The centre of the attention was Abdel Moneim Abul Fotouh, expelled Muslim Brotherhood leader and fourth place runner-up in this summer’s presidential election. Some from Abul Fotouh’s campaign established Strong Egypt party in July. They have registered in order to compete in municipal, parliamentary, and presidential elections.
Strong Egypt does not intend to play politics as usual. In fact they do not even have party secretaries yet. They envision a party run from the bottom up, which more truly represents its constituents.
Ibrahim Rabie, representative of Strong Egypt in Osim, Giza, said, “normally there is a hierarchal structure, but in our party there are no leaders appointed. We do not want to impose leaders on the public; we want the people themselves to chose the party’s leaders and officials.”
Instead of a group of founders assigning themselves positions in the party, Strong Egypt has a preparatory committee.
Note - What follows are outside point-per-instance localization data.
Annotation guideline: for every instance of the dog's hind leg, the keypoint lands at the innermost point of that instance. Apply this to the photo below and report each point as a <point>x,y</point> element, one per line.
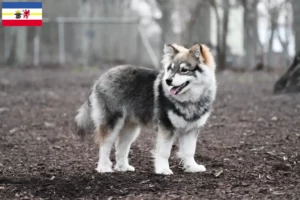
<point>164,142</point>
<point>128,134</point>
<point>107,137</point>
<point>187,148</point>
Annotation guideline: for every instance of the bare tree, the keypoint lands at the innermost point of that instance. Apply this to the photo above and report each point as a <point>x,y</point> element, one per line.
<point>222,31</point>
<point>166,7</point>
<point>296,16</point>
<point>287,27</point>
<point>274,8</point>
<point>251,39</point>
<point>290,80</point>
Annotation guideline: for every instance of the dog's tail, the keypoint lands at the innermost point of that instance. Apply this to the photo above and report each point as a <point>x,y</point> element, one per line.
<point>83,120</point>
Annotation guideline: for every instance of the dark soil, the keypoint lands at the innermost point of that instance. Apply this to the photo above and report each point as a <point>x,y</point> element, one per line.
<point>250,146</point>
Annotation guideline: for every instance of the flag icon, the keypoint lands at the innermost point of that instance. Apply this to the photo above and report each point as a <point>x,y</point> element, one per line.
<point>22,14</point>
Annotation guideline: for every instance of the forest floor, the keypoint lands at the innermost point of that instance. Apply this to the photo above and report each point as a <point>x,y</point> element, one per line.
<point>250,145</point>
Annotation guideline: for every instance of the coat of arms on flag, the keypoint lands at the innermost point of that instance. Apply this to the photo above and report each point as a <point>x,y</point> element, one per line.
<point>22,14</point>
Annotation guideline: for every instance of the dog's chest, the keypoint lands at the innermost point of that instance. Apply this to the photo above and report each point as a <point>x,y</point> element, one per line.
<point>180,122</point>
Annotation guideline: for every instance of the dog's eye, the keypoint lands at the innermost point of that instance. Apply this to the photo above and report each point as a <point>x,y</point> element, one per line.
<point>183,70</point>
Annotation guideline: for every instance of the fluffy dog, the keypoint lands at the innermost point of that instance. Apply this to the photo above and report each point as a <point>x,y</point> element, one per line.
<point>176,101</point>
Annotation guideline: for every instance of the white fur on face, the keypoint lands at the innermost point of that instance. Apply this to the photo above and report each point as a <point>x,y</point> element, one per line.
<point>195,88</point>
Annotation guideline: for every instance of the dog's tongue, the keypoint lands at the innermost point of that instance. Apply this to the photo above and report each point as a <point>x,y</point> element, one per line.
<point>174,90</point>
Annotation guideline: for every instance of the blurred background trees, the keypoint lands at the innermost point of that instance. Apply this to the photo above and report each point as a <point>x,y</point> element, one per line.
<point>243,34</point>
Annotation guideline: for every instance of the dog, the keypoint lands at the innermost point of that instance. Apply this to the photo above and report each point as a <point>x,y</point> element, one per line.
<point>176,101</point>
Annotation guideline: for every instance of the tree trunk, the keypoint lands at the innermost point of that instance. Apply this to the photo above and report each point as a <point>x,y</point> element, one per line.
<point>166,7</point>
<point>290,80</point>
<point>223,45</point>
<point>250,32</point>
<point>296,15</point>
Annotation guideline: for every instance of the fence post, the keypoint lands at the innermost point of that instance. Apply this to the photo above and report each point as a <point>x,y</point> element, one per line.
<point>61,40</point>
<point>36,47</point>
<point>149,48</point>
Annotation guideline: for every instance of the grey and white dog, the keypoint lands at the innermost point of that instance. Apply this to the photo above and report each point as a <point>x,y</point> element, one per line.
<point>176,101</point>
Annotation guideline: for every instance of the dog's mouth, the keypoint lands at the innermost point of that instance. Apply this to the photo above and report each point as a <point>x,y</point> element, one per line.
<point>177,89</point>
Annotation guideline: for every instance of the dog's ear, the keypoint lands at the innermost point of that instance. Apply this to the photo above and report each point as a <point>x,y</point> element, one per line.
<point>195,51</point>
<point>202,53</point>
<point>170,51</point>
<point>208,57</point>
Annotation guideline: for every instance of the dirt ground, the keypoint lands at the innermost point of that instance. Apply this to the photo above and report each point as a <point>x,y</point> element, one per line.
<point>250,146</point>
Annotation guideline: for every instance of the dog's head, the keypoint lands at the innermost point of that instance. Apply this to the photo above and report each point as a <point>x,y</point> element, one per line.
<point>187,68</point>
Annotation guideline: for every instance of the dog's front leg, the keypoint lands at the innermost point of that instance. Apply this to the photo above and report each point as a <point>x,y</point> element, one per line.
<point>164,142</point>
<point>187,148</point>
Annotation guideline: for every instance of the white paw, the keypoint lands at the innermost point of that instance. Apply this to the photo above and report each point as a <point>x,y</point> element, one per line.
<point>104,169</point>
<point>195,168</point>
<point>164,171</point>
<point>124,168</point>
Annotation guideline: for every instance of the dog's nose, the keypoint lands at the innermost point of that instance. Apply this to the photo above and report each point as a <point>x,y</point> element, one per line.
<point>169,81</point>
This is an amorphous organisation with no positions assigned. It brought the party into being, and now intends to hand it over to the people.
Abul Fotouh is currently caretaker party president, but elections this Friday will create a party governing body. All 8,500 Egyptians registered with Strong Egypt will vote representatives in their governorate to a supreme committee. This committee will manage of the party and hold a general conference, where a president will be elected.
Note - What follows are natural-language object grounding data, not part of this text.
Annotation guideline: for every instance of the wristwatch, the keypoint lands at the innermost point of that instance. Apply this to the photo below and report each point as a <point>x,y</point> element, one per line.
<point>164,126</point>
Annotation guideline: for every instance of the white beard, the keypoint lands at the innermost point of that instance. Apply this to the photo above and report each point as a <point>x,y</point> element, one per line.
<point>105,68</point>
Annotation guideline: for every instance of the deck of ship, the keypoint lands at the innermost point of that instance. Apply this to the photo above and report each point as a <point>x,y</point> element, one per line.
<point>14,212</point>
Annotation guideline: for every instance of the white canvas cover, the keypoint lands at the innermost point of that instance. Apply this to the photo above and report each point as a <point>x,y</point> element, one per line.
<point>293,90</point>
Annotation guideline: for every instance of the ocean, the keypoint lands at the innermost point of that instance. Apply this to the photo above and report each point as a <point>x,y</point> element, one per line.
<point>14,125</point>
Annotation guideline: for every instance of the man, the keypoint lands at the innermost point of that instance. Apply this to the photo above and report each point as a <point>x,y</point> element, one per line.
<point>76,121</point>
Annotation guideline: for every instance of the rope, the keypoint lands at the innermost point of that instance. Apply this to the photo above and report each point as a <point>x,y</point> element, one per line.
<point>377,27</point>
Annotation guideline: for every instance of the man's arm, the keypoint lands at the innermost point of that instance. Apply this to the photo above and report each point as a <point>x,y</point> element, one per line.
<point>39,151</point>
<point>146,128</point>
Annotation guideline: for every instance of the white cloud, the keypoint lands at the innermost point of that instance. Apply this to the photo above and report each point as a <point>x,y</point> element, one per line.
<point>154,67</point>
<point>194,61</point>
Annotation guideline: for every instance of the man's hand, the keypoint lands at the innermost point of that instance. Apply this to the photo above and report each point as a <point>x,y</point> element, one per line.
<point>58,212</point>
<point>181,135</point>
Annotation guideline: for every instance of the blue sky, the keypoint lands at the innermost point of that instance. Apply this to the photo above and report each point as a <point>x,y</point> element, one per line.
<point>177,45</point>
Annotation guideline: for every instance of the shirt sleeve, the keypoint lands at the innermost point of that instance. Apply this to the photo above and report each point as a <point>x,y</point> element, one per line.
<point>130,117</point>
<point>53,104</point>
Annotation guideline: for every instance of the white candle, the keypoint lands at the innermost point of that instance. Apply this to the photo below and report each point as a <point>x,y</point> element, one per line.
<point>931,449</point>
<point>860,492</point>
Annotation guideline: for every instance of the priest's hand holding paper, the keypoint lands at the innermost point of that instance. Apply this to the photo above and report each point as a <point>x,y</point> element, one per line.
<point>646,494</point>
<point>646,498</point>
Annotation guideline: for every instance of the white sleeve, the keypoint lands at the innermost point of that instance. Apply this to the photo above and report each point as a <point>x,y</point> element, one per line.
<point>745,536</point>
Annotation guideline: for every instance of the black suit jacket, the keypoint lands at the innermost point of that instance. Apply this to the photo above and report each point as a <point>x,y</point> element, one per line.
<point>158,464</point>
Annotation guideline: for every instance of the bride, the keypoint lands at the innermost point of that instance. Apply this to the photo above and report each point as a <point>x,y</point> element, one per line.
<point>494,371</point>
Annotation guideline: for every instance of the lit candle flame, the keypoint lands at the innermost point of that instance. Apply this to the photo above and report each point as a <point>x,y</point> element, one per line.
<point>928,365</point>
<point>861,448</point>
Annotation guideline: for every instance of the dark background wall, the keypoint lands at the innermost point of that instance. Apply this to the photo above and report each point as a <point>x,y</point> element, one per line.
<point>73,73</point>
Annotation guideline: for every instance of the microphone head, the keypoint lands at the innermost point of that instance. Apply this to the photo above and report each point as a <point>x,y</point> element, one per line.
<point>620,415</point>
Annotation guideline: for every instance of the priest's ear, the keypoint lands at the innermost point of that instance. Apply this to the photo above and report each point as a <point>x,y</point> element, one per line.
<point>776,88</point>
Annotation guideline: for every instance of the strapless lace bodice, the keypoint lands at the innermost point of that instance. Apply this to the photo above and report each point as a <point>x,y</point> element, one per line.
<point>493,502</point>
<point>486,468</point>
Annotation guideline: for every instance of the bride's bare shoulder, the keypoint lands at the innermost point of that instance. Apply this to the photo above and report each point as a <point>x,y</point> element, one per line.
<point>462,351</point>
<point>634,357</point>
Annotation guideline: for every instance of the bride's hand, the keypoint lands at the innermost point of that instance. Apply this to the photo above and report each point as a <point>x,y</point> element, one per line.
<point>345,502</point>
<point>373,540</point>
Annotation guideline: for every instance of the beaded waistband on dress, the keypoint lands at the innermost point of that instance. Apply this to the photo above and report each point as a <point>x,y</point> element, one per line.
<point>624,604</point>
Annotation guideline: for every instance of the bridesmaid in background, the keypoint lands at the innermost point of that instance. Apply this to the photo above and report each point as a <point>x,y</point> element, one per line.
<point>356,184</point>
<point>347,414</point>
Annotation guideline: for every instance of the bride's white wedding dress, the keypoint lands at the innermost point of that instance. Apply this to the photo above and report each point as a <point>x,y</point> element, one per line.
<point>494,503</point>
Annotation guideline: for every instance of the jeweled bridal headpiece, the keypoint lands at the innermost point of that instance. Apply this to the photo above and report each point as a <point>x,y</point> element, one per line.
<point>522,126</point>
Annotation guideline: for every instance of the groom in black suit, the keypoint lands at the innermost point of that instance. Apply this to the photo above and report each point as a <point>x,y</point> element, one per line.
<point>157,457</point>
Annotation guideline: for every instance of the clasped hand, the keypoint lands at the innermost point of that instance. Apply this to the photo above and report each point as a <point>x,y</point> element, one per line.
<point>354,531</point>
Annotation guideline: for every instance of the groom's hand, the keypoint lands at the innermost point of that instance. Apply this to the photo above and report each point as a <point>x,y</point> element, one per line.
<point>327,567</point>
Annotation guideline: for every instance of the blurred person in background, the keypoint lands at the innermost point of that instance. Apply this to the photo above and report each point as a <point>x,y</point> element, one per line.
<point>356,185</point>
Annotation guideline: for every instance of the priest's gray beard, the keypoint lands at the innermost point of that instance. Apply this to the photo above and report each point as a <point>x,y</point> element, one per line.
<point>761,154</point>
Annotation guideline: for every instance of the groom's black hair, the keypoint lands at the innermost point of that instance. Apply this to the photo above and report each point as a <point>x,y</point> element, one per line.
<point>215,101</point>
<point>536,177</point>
The purpose of the party is clear: to achieve the goals of the revolution. Said Rabie, “there should be…comprehensive laws established very soon in order to achieve these goals.”
Ahmed Samir, from Strong Egypt’s media committee, said the government must work harder to find evidence against those who killed protesters and abused power before and after the revolution. Otherwise, the perpetrators will continue to get off the hook.
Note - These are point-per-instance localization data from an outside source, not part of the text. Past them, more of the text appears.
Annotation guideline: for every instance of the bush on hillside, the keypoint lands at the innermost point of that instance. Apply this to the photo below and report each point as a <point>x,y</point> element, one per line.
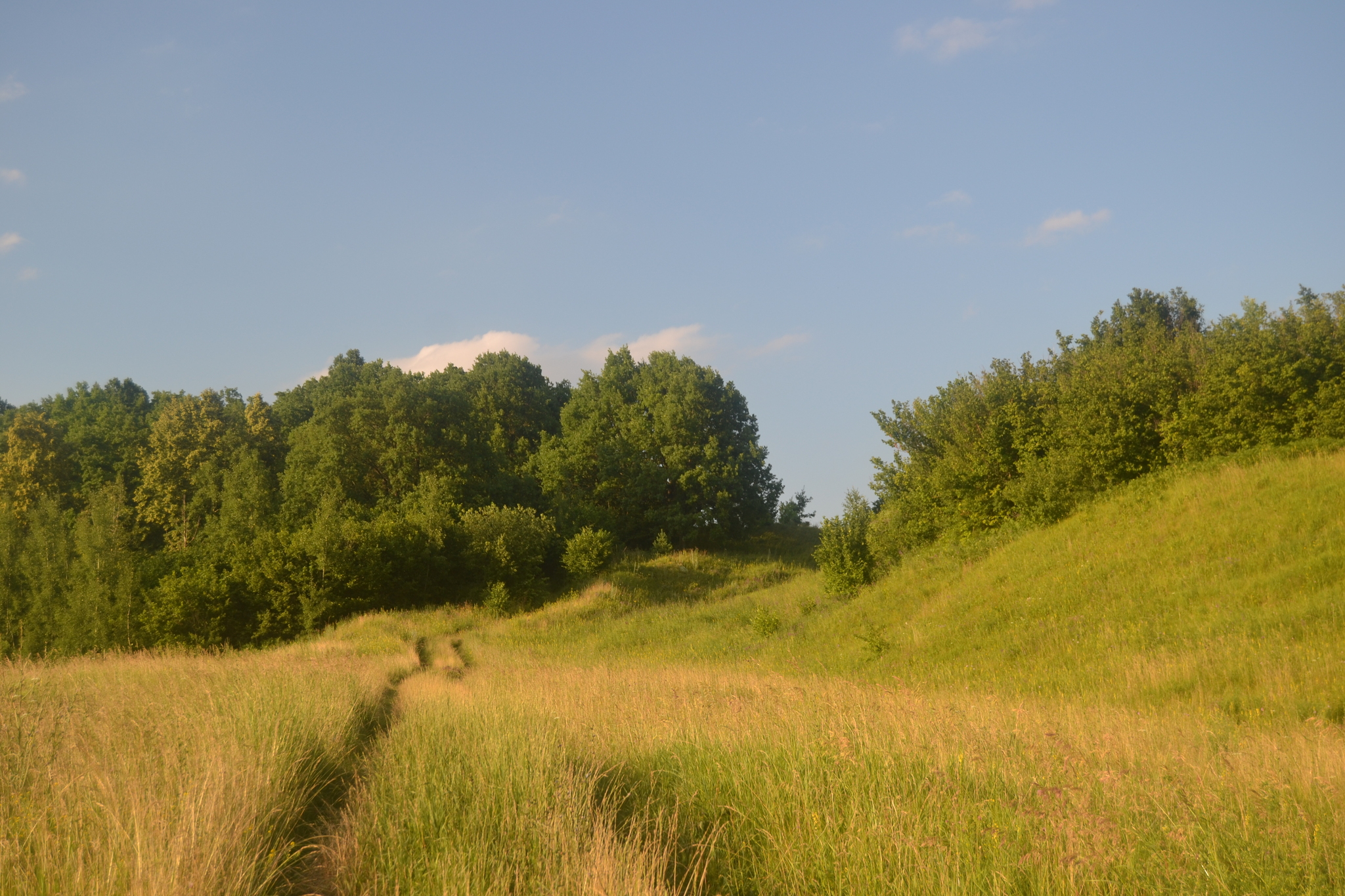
<point>1149,386</point>
<point>844,555</point>
<point>586,553</point>
<point>509,545</point>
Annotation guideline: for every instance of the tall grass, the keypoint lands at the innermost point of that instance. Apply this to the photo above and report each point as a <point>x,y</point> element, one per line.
<point>177,774</point>
<point>1146,698</point>
<point>526,778</point>
<point>1222,589</point>
<point>472,794</point>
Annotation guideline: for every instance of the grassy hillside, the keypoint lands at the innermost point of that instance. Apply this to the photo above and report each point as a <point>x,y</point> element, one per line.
<point>1220,589</point>
<point>1146,698</point>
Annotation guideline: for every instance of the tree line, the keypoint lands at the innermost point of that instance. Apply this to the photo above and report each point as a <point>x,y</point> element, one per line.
<point>132,519</point>
<point>1152,383</point>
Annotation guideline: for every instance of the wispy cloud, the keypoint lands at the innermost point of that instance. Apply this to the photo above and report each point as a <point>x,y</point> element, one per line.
<point>11,89</point>
<point>946,233</point>
<point>1067,223</point>
<point>948,38</point>
<point>778,344</point>
<point>953,198</point>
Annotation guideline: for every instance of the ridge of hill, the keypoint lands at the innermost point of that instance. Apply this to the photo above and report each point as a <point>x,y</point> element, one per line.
<point>1145,698</point>
<point>1222,587</point>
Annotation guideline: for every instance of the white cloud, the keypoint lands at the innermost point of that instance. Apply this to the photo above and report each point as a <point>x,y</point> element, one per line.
<point>684,340</point>
<point>779,344</point>
<point>1066,223</point>
<point>11,89</point>
<point>947,232</point>
<point>948,38</point>
<point>463,354</point>
<point>557,360</point>
<point>953,198</point>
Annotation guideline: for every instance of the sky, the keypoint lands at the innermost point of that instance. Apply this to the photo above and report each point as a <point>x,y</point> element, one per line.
<point>837,205</point>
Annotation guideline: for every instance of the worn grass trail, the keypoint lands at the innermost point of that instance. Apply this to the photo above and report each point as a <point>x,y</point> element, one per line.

“In countries that have successfully transitioned to democracy, legal regimes were put in place to guarantee transitional justice. We need to adopt this,” said Samir.
He added, “judicial authorities and Al-Azhar need to be strictly independent. This is something that everyone, all parties and groups, are asking for.”
The members of the Preparatory Committee also agree on a methodology. Rabie said, “our policy is not based on opposing others, rather it is based on being cooperative.”
This is important for a party whose poster-boy, Abul Fotouh, was criticised during the presidential campaigns for passing up an opportunity to cooperate with Nasserist candidate, Hamdeen Sabahy.
“Abul Fatouh did not refuse cooperation,” said Rabie, “the general atmosphere was perverted at the time. Cooperation was disrupted by those who would benefit from keeping them apart.” He stopped short of saying who this invisible hand may have belonged to.
Abul Fotouh is also called a closet-Islamist, based on his decades-long involvement in the Muslim Brotherhood, even serving on its guidance bureau.
“We are not an Islamist group,” Samir clarified. “Egyptian society is committed to Islam. But if a party describes itself as Islamic, this gives space to perceive that there are people against Islam, which will raise unnecessary conflict. There is no need for that, so people should not define themselves as Islamic or not Islamic.”
Samir said Strong Egypt agrees with the second article of the constitution, “Islam is the state religion, its official language Arabic, and the principles of Islamic Shari’a, are the main source of legislation.”
Strong Egypt chose a sun as its symbol, with neat orange rays splaying from the centre. At the end of some rays are symbols of Egyptian society, such as a flag, a wrench, and the scales of justice. It has been laughed at for being overly chaotic, but perhaps this is appropriate for a more democratic, decentralised party.